In the midst of growing tensions with the United States over Taiwan, G said all countries in the region should work together on common challenges, somewhat offset by the surprising Beijing-Washington climate deal.
During a virtual conference on the sidelines of the Asian Economic Cooperation summit, he said, “Attempts to draw ideological lines or create small groups based on geopolitics will end in failure.” “The Asia-Pacific region cannot return to the conflicts and divisions of the Cold War.”
The Chinese president called for joint efforts to move closer to joint immunity by making vaccines accessible to backward countries.
“Vaccines need to translate the consensus of the global public good into concrete measures to ensure their fair and equitable distribution,” he said.
G said countries should increase cooperation in vaccine research, production, testing and mutual recognition, “to get out of the shadow of the epidemic and achieve a sustainable economic recovery quickly.”
On Wednesday, China and the United States announced the “Joint Report on Strengthening Climate Action” in COP26 in Glasgow (UK), which is an important part of the Biden administration’s view of the possibilities for cooperation between the two countries.

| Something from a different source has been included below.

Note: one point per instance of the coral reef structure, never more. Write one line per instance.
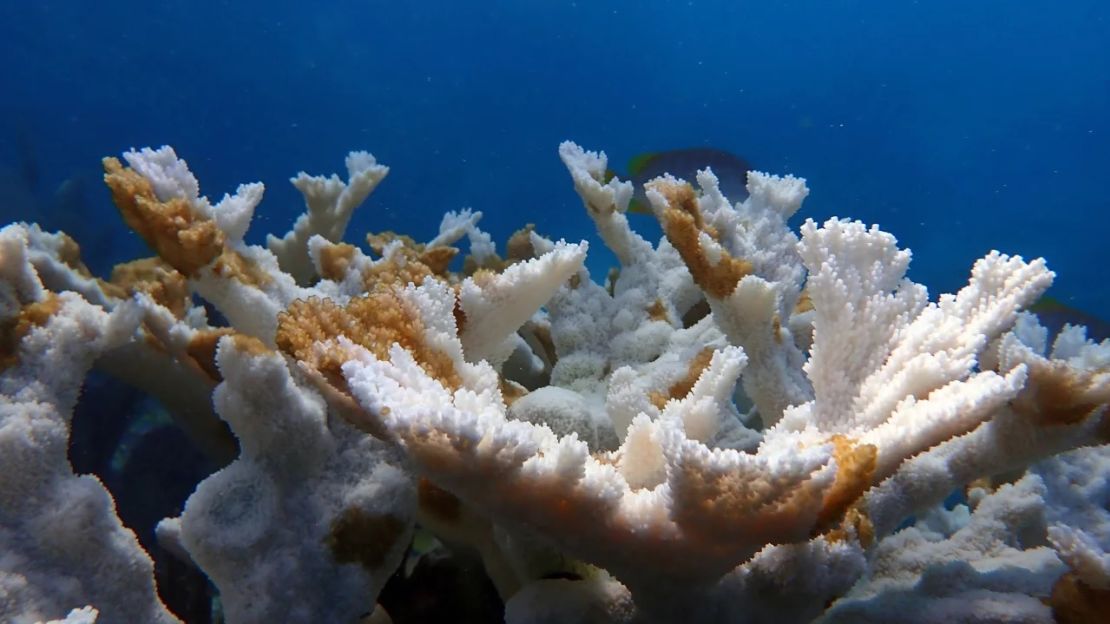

“We can all go on the path of green, low carbon and sustainable growth,” President G said without explicitly referring to the agreement.
“Together, we can lead to a future of green growth,” he said.

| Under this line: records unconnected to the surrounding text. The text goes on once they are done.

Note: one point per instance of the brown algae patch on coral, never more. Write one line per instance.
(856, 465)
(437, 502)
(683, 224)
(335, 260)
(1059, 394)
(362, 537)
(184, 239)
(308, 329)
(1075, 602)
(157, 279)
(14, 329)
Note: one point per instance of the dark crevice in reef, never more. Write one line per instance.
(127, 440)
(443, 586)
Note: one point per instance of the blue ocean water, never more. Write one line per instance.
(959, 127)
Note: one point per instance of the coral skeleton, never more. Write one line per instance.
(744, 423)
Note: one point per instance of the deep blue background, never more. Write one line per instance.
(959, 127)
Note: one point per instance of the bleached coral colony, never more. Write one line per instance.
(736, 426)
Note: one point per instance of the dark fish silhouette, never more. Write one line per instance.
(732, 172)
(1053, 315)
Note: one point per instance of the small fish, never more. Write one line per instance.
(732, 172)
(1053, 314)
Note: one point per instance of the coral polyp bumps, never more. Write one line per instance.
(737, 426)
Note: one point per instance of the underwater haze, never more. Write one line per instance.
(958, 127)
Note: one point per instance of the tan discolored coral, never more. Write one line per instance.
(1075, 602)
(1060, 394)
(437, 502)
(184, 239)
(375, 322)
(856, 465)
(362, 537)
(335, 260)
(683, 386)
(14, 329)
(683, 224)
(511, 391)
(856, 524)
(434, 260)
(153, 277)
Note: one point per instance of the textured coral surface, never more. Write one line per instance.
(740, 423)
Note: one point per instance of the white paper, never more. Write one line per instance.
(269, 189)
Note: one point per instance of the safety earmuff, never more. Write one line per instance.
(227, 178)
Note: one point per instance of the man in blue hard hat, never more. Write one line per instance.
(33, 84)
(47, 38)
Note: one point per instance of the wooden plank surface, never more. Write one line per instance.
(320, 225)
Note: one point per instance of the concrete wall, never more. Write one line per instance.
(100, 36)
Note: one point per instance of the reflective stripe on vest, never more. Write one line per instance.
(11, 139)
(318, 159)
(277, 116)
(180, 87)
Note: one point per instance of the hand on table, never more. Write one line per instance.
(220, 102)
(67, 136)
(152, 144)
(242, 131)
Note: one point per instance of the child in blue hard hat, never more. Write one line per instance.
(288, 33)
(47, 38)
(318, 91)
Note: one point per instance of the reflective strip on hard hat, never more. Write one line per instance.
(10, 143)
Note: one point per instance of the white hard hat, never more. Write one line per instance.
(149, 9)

He assured that China would continue to engage in “promoting a win-win cooperation” and that it would contribute to the “economic growth of the Asia-Pacific region.”
At a time when tensions are rising in the Asia-Pacific region, the agreement on global warming came ahead of next week’s virtual talks between G and US President Joe Biden.

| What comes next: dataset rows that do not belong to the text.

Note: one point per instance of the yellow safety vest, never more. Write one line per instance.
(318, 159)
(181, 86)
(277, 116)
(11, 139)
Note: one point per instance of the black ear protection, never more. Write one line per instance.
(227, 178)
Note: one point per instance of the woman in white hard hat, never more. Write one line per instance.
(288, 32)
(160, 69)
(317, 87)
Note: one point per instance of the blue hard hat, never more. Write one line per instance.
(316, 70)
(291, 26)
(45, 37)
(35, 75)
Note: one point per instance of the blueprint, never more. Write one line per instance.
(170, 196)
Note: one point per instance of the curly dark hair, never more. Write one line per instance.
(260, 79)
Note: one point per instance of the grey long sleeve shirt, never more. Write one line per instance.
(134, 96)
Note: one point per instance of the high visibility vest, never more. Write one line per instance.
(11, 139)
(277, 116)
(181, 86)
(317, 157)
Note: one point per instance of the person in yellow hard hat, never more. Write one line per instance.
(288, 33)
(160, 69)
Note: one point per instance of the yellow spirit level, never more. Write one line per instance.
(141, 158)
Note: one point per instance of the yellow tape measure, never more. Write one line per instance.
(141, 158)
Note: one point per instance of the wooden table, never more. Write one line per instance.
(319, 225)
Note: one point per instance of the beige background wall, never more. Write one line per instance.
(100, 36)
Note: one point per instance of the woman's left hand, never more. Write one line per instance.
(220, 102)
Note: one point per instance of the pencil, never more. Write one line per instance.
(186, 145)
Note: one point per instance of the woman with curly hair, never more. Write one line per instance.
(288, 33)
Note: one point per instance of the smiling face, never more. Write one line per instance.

Beijing has stepped up its military operations near Taiwan, an autonomous island claimed by China.
In early October, a record number of aircraft entered the island’s air defense identification zone (Adiz).
US Secretary of State Anthony Blingen said on Wednesday that the United States would ensure that Taiwan defended itself against “attempts to forcibly destabilize the current situation.”
Rejecting the competing claims of Brunei, Malaysia, the Philippines, Taiwan and Vietnam, China is claiming ownership of almost every resource-rich South China Sea, where billions of dollars pass through maritime trade each year.
In this context, the United States, Great Britain and Australia sealed in September a defense alliance allowing Australia to acquire nuclear-powered submarines using US technology.
Although delivery was not expected for many years and China was not explicitly quoted, the announcement angered Beijing and, individually, provoked a major diplomatic incident with France.